Menurut Aziz, keunggulan utama dari sistem Payment ID adalah kemampuannya untuk memantau transaksi keuangan dan mendeteksi anomali atau potensi kecurangan. "Misalnya, jika transaksi harian seseorang biasanya hanya sekitar 100 ribu atau 50 ribu, lalu tiba-tiba ada transaksi sebesar 500 juta, dengan Payment ID, kita bisa langsung mengetahui siapa yang mengirim dan siapa yang menerima," jelas Aziz.

Dengan sistem yang terintegrasi ini, ia juga menambahkan bahwa pemerintah dapat memantau aktivitas transaksi keuangan tanpa harus membuka data secara manual.
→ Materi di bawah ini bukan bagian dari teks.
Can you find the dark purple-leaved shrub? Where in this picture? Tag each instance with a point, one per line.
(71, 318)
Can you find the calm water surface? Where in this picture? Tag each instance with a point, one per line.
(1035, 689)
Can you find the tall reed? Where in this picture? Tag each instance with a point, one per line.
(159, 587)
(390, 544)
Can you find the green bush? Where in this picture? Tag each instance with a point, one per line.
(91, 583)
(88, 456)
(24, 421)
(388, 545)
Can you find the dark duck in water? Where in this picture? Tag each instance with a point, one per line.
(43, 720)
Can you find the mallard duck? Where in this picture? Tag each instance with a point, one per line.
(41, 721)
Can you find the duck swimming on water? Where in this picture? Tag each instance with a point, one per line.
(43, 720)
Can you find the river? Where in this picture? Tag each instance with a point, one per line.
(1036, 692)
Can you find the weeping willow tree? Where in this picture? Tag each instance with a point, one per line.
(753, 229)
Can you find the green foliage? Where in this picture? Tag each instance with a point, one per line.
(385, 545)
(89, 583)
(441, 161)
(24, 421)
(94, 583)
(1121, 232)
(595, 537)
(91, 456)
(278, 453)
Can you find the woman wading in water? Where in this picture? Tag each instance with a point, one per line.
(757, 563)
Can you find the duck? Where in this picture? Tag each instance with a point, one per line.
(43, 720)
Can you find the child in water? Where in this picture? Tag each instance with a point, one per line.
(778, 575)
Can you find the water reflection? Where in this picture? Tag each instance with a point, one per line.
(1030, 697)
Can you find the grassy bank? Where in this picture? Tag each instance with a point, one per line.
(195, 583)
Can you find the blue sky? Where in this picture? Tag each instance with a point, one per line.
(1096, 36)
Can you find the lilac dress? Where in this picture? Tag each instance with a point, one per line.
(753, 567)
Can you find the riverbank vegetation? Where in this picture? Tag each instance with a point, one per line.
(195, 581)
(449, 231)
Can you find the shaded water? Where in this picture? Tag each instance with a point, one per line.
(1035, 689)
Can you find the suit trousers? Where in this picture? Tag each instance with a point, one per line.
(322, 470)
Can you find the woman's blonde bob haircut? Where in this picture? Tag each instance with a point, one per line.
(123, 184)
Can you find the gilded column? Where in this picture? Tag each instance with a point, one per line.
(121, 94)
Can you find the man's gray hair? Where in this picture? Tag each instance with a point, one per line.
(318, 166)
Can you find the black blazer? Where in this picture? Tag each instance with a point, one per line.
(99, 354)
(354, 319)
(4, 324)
Semua informasi dapat diakses melalui satu pintu, yang tentunya mempermudah pemantauan.

Namun, di balik potensi keuntungannya, Aziz mengingatkan bahwa implementasi Payment ID menghadapi tantangan besar, terutama terkait dengan keamanan data pengguna. Ia mengingatkan kembali tentang kasus kebocoran data KTP yang pernah terjadi di Indonesia sebagai pelajaran penting. Tanpa perlindungan siber yang kuat, Payment ID justru bisa menjadi celah baru bagi penyalahgunaan data pribadi.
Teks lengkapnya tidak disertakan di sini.